August 20, 2008

Boxes

Lately, I've been having trouble keeping things nice and separate. I've always been able to do that, but my ability to keep things neat is leaving me. And I don't mean my house.

Case(s) in point: I am currently maintaining (or helping to maintain) 4 blogs. One is quickly coming to a close, but that still leaves 3. They are all attempts to separate different parts of my life. One is Brasilian, one is for the next phase of my life, one is to keep track of the books I'm reading, and the last is one I co-author by making general commentary about what I'm reading.

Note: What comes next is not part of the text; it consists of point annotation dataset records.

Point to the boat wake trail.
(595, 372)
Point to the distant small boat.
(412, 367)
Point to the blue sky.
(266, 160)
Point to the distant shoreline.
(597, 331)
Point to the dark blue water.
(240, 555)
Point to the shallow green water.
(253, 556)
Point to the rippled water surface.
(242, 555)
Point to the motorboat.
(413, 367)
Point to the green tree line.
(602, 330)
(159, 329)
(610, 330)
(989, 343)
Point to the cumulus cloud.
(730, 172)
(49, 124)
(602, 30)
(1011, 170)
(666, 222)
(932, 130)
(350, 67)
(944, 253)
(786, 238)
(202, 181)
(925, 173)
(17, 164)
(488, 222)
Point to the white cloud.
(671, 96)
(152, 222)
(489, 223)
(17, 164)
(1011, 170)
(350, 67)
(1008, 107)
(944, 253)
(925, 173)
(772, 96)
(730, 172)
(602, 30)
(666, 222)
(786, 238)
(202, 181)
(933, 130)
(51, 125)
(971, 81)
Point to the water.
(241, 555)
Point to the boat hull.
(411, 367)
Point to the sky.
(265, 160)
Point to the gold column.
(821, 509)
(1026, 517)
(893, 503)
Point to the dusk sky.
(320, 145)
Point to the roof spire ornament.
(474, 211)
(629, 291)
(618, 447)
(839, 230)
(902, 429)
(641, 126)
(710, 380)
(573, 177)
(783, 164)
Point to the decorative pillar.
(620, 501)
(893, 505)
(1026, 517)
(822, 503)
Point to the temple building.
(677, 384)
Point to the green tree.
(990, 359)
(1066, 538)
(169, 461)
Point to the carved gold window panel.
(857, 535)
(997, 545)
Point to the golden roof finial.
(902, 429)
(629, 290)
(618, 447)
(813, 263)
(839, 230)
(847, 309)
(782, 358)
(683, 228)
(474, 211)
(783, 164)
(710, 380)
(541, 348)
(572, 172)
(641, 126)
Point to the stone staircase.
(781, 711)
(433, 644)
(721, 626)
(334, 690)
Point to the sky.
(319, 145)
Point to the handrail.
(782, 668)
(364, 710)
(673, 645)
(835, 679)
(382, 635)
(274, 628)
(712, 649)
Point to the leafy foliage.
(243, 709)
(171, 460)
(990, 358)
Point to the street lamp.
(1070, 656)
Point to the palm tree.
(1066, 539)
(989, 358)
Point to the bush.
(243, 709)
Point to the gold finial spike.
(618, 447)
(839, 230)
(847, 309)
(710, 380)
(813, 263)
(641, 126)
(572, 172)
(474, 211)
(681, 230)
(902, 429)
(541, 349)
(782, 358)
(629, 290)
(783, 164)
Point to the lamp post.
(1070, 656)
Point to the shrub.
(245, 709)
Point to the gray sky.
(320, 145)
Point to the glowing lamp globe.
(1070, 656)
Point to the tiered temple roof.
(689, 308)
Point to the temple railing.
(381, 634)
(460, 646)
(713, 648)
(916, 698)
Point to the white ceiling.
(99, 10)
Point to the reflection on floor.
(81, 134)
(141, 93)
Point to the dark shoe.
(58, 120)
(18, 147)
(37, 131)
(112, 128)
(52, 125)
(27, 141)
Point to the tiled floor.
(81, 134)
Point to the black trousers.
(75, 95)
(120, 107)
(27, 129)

Sometimes I wonder if I am spinning plates or juggling knives, if something is bound to fall and destroy the order I work so hard to create. I am learning (albeit slowly) that life is messy. Compartments don't always work. People tend to drift from one compartment to another -- from friend to family to work and back. I try not to put people in boxes, to let them be who they are, but those compartments are just so handy. They keep people at bay, far enough away so that they don't see me at my most real. They lift responsibility from me to give of myself for others. At the end of the day, I can't justify that. And so, though it's hard to stay out of the boxes, I try. Life is messy. Jesus was messy. God is messy. Since I follow Him, my life will be messy. People will drift. Categories will be dynamic and fuzzy. What is truly order will seem like disorder to me, who is not used to the ways that God works. Still, after 18 years.

One thing I know. His way is always best.